NB related to cardinal_pythonlib.file_io.gen_files_from_zipfiles, but simpler and also provides the filenames.

crate_anon.preprocess.autoimport_db.gen_sheets_from_ods(fileobj: BinaryIO, first_sheet_only: bool = False) → Generator[Tuple[str, Iterable[Dict[str, Any]]], None, None][source]: Generates tuples of (sheet name, iterable-of-value-dictionaries) from an ODS file.

crate_anon.preprocess.autoimport_db.gen_sheets_from_xlsx(fileobj: BinaryIO, first_sheet_only: bool = False) → Generator[Tuple[str, Iterable[Dict[str, Any]]], None, None][source]: Generates tuples of (sheet name, iterable-of-value-dictionaries) from an Excel XLSX file.

crate_anon.preprocess.autoimport_db.gen_tablename_info(filenames: List[str], metadata: MetaData, engine: Engine, use_spreadsheet_names: bool = True, with_columns_from_data: bool = False, with_columns_from_reflection: bool = False, with_data: bool = False, skip_tables: List[str] | None = None, verbose: bool = False) → Generator[TabularFileInfo, None, None][source]

Parameters:

filenames – Filenames to iterate through.
metadata – Database MetaData object.
engine – SQLAlchemy engine.
use_spreadsheet_names – Use spreadsheet names (where relevant) as table names, rather than filenames. (If False, only the first sheet in each spreadsheet file will be used.)
with_columns_from_data – Read/autodetect column information from data, for creating tables?
with_columns_from_reflection – Should columns be read from the metadata?
with_data – Provide data?
skip_tables – Optional names of tables to skip.
verbose – Be verbose if the process fails?
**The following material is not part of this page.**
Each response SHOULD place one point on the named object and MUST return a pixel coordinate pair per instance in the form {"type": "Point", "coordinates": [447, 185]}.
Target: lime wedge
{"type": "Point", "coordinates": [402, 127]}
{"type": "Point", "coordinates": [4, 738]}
WARNING: will report values.

Yields:

TabularFileInfo instances.

crate_anon.preprocess.autoimport_db.import_table(ti: TabularFileInfo, session: Session, chunksize: int = 100000) → None[source]: Import a database table.

crate_anon.preprocess.autoimport_db.is_date_like_not_datetime_like(v: Any) → bool[source]: Does this look like a date (but not a datetime)?

crate_anon.preprocess.autoimport_db.is_datetime_or_date_like(v: Any) → bool[source]: Does this look like a datetime (or a date)?

crate_anon.preprocess.autoimport_db.mk_columns(datagen: Iterable[Dict[str, Any]], verbose: bool = False) → List[Column][source]

Attempt to autodetect SQLAlchemy column types.

Parameters:

datagen – Generator of data.
verbose – Be verbose and report values? (WARNING: therefore unsuitable for production use.)

crate_anon.preprocess.autoimport_db.ods_row_to_list(row: Iterable[Any]) → List[Any][source]: Convert an OpenOffice ODS row to a list of values, translating the empty string (used for empty cells) to None.

crate_anon.preprocess.autoimport_db.translate_empty_str_to_none(reader: Iterable[Dict[str, Any]]) → Generator[Dict[str, Any], None, None][source]

Yield dictionaries (mapping column name to value), but (a) translating blank strings (often the product of empty cells e.g. with csv.DictReader) to None; (b) skipping entirely blank rows.

Parameters:: reader – For example, a csv.DictReader().

crate_anon.preprocess.autoimport_db.xlsx_row_to_list(row: Iterable[Cell]) → List[Any][source]: Convert an OpenPyXL XLSX row to a list of values, translating the empty string (used for empty cells) to None.